Heraldry in Florence, Part Twenty-Five

The offering for today is a series of arms set into roundels in the exterior of a church in the heart of Florence. Some are simply painted (and weathered!). Others look like they have been done in ceramic. All of them are beautifully done.

da Calamaria: Or a ram clymant sable [one armorial states that the ram is charged on the shoulder with an inescutcheon of argent a cross sable].

Agolanti: Gules an eagle displayed or.

I am not certain of the identity of these arms. The canting arms of Portinari are: Or a door between two lions combattant sable, but the arms here do not match that blazon. The field here seems to be argent; the door is argent set in a stone frame that I think is gules (red).

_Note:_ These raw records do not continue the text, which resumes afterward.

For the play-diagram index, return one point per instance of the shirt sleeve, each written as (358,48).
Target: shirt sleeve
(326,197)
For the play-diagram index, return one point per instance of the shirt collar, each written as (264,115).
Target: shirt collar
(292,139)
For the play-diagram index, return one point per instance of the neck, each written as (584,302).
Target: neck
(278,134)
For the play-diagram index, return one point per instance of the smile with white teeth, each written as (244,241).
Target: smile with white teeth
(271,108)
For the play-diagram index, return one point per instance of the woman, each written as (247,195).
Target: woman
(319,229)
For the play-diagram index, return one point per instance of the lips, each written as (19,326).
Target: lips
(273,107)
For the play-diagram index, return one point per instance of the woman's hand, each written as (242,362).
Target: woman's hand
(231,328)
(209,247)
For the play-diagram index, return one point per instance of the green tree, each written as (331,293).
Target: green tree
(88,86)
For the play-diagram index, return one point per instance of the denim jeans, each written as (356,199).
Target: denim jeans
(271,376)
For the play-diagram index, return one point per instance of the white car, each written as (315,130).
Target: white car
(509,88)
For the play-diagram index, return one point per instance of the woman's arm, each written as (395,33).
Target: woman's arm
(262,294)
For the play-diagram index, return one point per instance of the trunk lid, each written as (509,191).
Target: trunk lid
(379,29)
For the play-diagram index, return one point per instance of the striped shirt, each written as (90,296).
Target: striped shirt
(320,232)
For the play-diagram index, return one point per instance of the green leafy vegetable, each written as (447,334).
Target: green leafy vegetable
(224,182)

The paint is faded and thus the tinctures are trickier to identify. It may be Del Rosso: Vairy argent and gules, or Marchi: Vairy sable and argent.

Florence (Commune): Per pale gules and argent. (This coat is also seen as the reverse, Per pale argent and gules.)


  1. That first Della Robbia medallion is truly amazing with the almond-shaped shield!
    Thanks for sharing all these unique examples.

  2. You are very welcome! There is just so much really great heraldry, and great depictions of heraldry, in Florence. I really want to go back there!

  3. Correspondence Jane G. has pointed out to me that these arms are not the arms of families, but guild crests. From top to bottom: 1.Guild of Butchers, Poulterers, and Fishmongers; 2. Wool Merchants; 3. Silk Merchants; 4. Vair Preparers and Furriers; and 5. Linen-weavers and Peddlers.

    Thank you, Jane, for clearing up the identification of these arms!

  4. (That first word should, of course, be "Correspondent." Apparently I am _way_ too used to typing the word "correspondence" in my job as a legal secretary, so much so that it's automatic even when I'm trying to type a different, but similar, word.)